U.S. National Security Adviser Susan Rice said the proposed military aid package to Israel is larger than any the United States has ever offered to any country.
The 10-year aid program would give Israel up to $40 billion to upgrade its military aircraft and missile defense systems, and to defend against militants in Lebanon and the Gaza Strip, and al-Qaida and Daesh affiliates in Syria and Egypt.
Speaking Monday in Washington to the American Jewish Committee Global Forum, Rice said the pact would "constitute a significant increase in support."
With $3.1 billion in 2015, Israel is the biggest beneficiary of U.S. foreign aid. Officials from Israel and the United States have said a $4 billion package for 2016 is under consideration. A sticking point in the long-term aid package is the strained relationship and mistrust between President Barack Obama and Israeli Prime Minister Benjamin Netanyahu.
Some of Netanyahu's advisers, worried about Obama's replacement, have urged him to accept the U.S. offer soon. They cite Donald Trump's indecisiveness on issues, including relations with Israel; Hillary Clinton's objections to construction of Israeli settlements in the West Bank, and Bernie Sanders' left-leaning influence on Democratic Party politics, leading to the party's concern over the welfare of Palestinians and exasperation with Israeli occupation policies.

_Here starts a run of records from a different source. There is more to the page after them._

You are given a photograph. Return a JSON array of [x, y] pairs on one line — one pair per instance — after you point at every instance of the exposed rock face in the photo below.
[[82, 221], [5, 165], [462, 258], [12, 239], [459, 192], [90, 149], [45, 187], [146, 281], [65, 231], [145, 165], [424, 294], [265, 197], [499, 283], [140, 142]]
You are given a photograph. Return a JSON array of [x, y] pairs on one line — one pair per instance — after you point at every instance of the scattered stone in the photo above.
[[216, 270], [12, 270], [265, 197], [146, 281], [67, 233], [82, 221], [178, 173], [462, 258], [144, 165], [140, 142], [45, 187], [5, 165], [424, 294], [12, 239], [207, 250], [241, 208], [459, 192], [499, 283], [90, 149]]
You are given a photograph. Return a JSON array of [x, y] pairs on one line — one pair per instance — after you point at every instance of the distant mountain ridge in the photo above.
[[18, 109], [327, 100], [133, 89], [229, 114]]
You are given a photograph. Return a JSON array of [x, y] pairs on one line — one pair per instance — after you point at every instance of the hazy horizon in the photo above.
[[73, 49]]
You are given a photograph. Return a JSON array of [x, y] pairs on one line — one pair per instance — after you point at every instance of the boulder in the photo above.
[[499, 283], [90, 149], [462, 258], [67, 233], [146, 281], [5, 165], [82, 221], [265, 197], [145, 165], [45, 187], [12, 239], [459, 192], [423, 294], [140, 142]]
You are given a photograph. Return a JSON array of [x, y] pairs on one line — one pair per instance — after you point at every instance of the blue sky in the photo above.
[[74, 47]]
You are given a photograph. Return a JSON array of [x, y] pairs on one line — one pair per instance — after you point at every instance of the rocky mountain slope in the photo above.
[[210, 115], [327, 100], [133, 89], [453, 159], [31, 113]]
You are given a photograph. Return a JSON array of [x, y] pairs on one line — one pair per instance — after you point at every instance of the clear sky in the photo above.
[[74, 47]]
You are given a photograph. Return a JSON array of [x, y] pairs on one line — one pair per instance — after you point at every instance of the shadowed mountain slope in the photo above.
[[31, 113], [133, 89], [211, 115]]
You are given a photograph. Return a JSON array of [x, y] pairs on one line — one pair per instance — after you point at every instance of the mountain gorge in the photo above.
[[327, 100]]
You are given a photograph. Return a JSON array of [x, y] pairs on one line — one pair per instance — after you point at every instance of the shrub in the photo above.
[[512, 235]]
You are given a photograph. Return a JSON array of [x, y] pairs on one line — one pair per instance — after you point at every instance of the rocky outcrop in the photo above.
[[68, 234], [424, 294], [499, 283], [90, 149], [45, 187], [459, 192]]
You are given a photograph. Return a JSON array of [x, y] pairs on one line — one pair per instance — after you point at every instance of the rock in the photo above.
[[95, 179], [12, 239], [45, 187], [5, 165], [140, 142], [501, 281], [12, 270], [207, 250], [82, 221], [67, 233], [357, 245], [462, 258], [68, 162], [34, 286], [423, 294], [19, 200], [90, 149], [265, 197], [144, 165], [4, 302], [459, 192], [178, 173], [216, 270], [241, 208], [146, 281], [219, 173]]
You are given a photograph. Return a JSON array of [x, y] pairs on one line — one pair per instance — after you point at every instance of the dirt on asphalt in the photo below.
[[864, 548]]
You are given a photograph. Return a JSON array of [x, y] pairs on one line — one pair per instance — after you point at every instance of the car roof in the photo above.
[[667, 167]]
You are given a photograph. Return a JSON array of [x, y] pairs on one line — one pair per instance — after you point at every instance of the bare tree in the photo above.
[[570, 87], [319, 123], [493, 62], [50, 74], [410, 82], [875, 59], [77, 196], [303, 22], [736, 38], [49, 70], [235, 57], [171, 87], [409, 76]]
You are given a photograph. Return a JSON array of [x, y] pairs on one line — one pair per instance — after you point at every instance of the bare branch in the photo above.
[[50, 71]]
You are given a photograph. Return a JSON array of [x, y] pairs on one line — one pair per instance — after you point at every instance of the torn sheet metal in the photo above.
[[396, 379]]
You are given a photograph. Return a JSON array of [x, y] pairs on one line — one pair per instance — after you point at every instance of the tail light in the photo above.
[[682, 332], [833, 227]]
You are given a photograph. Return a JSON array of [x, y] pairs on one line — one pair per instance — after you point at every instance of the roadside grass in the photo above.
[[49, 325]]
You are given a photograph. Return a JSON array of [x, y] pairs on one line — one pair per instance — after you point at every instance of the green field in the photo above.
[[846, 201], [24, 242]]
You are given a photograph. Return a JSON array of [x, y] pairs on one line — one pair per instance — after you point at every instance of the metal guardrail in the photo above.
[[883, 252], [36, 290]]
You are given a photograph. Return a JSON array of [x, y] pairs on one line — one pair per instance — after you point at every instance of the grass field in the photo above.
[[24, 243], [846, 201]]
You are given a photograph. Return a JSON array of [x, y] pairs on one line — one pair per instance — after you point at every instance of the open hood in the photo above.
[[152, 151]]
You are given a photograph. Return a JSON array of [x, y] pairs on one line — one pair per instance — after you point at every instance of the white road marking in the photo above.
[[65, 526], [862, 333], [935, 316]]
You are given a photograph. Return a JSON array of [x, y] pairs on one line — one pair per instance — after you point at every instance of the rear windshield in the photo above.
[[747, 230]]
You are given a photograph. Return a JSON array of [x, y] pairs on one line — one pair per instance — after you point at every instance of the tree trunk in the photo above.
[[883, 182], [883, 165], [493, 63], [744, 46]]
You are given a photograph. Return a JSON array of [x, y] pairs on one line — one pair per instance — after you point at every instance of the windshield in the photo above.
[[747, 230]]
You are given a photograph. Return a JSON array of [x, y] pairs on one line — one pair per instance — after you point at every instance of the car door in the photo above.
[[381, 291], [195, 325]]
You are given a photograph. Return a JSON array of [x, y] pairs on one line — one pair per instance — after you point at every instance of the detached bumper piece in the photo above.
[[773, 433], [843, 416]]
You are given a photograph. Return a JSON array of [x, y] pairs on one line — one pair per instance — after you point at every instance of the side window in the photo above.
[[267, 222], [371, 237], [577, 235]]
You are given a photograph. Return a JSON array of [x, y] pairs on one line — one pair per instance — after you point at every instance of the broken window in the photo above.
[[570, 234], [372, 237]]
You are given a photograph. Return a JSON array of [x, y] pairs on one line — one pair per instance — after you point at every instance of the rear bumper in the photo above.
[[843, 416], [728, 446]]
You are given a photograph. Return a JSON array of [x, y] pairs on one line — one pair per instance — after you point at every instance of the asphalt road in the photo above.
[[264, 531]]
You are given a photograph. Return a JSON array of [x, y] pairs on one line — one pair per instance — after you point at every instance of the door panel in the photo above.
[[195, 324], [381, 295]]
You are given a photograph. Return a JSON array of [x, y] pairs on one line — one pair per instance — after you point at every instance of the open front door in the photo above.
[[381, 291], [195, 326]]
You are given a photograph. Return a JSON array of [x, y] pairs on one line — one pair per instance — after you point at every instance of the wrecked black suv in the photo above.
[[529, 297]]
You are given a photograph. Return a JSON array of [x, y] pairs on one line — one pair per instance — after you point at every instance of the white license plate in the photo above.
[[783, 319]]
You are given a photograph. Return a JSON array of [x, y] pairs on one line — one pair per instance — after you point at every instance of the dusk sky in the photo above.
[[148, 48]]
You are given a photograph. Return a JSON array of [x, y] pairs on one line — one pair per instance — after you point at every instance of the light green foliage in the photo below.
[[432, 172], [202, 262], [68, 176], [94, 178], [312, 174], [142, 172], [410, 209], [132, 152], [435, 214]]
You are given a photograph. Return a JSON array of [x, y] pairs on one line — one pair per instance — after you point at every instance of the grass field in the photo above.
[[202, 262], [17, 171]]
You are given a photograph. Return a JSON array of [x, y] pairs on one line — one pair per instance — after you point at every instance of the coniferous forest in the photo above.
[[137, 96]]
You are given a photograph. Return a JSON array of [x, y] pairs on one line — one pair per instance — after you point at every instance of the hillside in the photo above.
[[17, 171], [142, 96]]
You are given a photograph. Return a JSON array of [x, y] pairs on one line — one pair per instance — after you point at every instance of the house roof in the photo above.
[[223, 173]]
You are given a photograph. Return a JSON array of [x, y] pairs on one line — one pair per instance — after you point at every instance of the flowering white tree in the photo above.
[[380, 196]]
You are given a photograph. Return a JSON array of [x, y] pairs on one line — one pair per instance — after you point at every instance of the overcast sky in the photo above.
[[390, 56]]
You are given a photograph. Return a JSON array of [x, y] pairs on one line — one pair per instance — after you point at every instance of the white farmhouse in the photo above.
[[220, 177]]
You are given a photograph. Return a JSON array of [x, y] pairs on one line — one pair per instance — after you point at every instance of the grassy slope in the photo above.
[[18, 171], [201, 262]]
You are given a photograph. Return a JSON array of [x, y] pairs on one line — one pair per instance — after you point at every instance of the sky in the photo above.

In her address, Rice said: "Israel's security isn't a Democratic interest or a Republican interest. It's an enduring American interest." She also denounced Israel's insistence on building communities in the West Bank, saying the ideal approach to "sustainable security for Israel, and to dignity and self-determination for the Palestinians, is two states for two peoples," a policy the Netanyahu administration opposes.